Overhead vs FairDisCo: ~15% longer (due to color transformations)


Hyperparameter Tuning

Critical Hyperparameters

1. Lambda_reg (CIRCLe Regularization Strength)

Recommended range: 0.1-0.3

Value Effect Use Case
0.1 Weak regularization, minimal accuracy trade-off Conservative, prioritize accuracy
0.2 Balanced (recommended starting point) Default
0.3 Strong regularization, better fairness Aggressive fairness
0.4+ Risk of over-regularization (accuracy drop >3%) Experimental

Tuning strategy:

# Grid search
for lambda_reg in 0.1 0.2 0.3; do
    python experiments/fairness/train_circle.py \
        --lambda_reg $lambda_reg \
        --config configs/circle_config.yaml
done

# Evaluate: Minimize (AUROC_gap + ECE) while maintaining accuracy >88%

2. Target FSTs

Options: - [1, 6]: Extreme tones (default, most robust) - [1, 3, 6]: Additional mid-tone (slower, marginally better) - [1]: Single target (faster, less robust) - [1, 2, 3, 4, 5, 6]: All FSTs (6× overhead, overkill)
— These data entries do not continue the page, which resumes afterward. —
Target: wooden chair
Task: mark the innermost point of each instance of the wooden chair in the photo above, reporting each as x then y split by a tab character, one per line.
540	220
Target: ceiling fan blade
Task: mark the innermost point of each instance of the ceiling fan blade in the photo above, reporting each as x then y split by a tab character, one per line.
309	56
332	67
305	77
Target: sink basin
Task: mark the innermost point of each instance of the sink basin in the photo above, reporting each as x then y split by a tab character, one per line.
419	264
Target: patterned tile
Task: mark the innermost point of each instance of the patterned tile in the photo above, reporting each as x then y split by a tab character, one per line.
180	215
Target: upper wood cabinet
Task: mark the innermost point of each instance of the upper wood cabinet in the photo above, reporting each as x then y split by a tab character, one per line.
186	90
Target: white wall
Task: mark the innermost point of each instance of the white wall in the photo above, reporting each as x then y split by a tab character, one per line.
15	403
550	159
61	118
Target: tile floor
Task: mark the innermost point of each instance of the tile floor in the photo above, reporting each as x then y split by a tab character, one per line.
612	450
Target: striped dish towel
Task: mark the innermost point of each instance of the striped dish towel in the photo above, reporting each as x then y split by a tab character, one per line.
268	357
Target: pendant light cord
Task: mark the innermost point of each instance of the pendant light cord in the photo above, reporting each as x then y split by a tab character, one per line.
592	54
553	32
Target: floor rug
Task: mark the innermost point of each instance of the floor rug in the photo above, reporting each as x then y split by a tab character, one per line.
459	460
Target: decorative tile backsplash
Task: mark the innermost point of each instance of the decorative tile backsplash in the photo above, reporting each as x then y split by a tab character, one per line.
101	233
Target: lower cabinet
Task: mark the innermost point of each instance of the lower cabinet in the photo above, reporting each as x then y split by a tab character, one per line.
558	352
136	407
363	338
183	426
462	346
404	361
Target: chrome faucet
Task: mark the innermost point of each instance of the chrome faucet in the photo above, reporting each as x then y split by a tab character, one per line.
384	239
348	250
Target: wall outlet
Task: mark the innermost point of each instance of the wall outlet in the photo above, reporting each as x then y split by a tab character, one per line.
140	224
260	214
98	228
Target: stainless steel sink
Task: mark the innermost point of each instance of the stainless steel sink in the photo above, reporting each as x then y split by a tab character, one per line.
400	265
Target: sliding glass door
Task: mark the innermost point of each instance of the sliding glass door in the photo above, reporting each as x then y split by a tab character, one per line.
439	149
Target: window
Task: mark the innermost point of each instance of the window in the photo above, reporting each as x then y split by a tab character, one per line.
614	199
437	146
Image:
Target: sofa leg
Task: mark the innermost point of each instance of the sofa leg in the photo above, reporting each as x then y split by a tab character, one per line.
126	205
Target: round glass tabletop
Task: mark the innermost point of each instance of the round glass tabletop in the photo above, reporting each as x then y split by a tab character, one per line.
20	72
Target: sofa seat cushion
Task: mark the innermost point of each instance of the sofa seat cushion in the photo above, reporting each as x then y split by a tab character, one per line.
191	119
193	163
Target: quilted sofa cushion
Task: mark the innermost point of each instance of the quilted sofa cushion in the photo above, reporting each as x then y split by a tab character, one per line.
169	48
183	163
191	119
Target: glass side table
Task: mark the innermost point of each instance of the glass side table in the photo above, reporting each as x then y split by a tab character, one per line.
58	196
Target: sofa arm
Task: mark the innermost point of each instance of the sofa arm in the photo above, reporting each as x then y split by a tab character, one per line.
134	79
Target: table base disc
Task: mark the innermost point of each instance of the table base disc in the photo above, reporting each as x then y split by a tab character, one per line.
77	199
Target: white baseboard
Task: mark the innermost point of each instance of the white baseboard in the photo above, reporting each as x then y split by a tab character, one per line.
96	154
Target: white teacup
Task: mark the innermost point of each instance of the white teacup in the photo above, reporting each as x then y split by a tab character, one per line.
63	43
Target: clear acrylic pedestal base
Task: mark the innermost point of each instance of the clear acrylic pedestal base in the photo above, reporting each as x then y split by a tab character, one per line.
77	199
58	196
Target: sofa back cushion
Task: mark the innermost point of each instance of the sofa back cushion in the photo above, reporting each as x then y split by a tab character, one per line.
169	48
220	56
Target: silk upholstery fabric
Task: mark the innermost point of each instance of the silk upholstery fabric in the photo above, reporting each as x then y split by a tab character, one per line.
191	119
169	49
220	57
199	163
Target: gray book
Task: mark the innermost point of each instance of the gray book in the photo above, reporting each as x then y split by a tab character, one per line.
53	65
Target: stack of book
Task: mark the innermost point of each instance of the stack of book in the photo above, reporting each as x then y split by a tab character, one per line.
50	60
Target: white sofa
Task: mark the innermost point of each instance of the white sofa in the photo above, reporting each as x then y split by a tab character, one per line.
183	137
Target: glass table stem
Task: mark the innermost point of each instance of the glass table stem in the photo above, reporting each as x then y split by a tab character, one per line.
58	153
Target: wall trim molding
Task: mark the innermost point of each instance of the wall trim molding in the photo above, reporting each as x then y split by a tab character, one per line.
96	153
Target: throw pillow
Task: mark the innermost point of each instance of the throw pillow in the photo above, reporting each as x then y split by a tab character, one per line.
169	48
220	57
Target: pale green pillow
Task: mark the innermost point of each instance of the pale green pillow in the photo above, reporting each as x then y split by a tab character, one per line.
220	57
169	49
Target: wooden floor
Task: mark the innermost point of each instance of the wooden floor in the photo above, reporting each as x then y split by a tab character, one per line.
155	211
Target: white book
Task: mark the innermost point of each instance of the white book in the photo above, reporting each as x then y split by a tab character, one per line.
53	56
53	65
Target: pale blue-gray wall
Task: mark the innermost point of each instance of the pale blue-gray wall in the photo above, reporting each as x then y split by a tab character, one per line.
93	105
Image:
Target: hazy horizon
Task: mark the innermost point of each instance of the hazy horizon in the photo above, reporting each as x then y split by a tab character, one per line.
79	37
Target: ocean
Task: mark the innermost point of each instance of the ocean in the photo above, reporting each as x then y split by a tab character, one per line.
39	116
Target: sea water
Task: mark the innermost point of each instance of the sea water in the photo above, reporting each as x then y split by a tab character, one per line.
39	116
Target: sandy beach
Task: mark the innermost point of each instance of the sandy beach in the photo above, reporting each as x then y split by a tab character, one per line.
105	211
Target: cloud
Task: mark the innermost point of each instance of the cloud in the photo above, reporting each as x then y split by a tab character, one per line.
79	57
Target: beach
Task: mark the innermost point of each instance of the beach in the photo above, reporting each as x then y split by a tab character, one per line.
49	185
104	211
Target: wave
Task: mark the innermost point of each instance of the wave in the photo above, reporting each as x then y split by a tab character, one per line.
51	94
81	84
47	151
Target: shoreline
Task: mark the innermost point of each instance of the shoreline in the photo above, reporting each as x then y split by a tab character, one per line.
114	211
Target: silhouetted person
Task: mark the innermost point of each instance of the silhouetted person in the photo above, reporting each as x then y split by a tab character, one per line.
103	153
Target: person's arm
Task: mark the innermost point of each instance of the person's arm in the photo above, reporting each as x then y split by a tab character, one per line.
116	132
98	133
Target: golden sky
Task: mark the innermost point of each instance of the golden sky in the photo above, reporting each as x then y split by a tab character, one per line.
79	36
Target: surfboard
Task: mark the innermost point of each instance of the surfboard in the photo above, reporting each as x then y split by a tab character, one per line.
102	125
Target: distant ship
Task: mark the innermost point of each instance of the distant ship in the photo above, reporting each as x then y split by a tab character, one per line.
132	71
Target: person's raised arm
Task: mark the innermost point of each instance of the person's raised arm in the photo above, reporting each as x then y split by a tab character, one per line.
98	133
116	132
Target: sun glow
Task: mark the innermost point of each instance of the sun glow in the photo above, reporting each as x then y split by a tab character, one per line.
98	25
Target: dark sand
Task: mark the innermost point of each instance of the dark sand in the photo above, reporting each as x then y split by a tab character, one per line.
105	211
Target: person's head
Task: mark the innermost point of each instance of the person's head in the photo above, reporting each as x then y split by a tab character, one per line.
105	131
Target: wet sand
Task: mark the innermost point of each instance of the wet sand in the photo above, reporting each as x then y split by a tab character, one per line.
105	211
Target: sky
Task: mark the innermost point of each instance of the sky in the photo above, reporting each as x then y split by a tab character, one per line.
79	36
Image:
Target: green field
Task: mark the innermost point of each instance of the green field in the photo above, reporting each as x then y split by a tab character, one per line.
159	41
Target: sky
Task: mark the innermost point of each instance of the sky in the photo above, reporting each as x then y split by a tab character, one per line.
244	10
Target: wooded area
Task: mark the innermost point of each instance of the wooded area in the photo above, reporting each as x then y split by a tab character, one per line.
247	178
Recommendation: Stick with [1, 6] for optimal speed/performance trade-off.

3. Distance Metric

Options: - l2: Squared Euclidean distance (default, well-tested) - cosine: Angular distance (alternative, similar performance) - l1: Manhattan distance (experimental)

Benchmark:

python experiments/fairness/train_circle.py --distance_metric l2  # Default
python experiments/fairness/train_circle.py --distance_metric cosine  # Alternative

4. Learning Rate

FairDisCo default: 1e-4 CIRCLe default: 1e-4 (same)

When fine-tuning from FairDisCo checkpoint: - Use lower LR: 5e-5 or 3e-5 - Reduce epochs: 50 instead of 100

Validation Metrics

Monitor these metrics to guide hyperparameter tuning:

  1. AUROC Gap (primary fairness metric)
  2. Target: <0.04 (33% reduction from FairDisCo's 0.08)
  3. Formula: max(AUROC_per_FST) - min(AUROC_per_FST)

  4. Equal Opportunity Difference (EOD)

  5. Target: <0.06
  6. Formula: |TPR_light - TPR_dark| (melanoma sensitivity)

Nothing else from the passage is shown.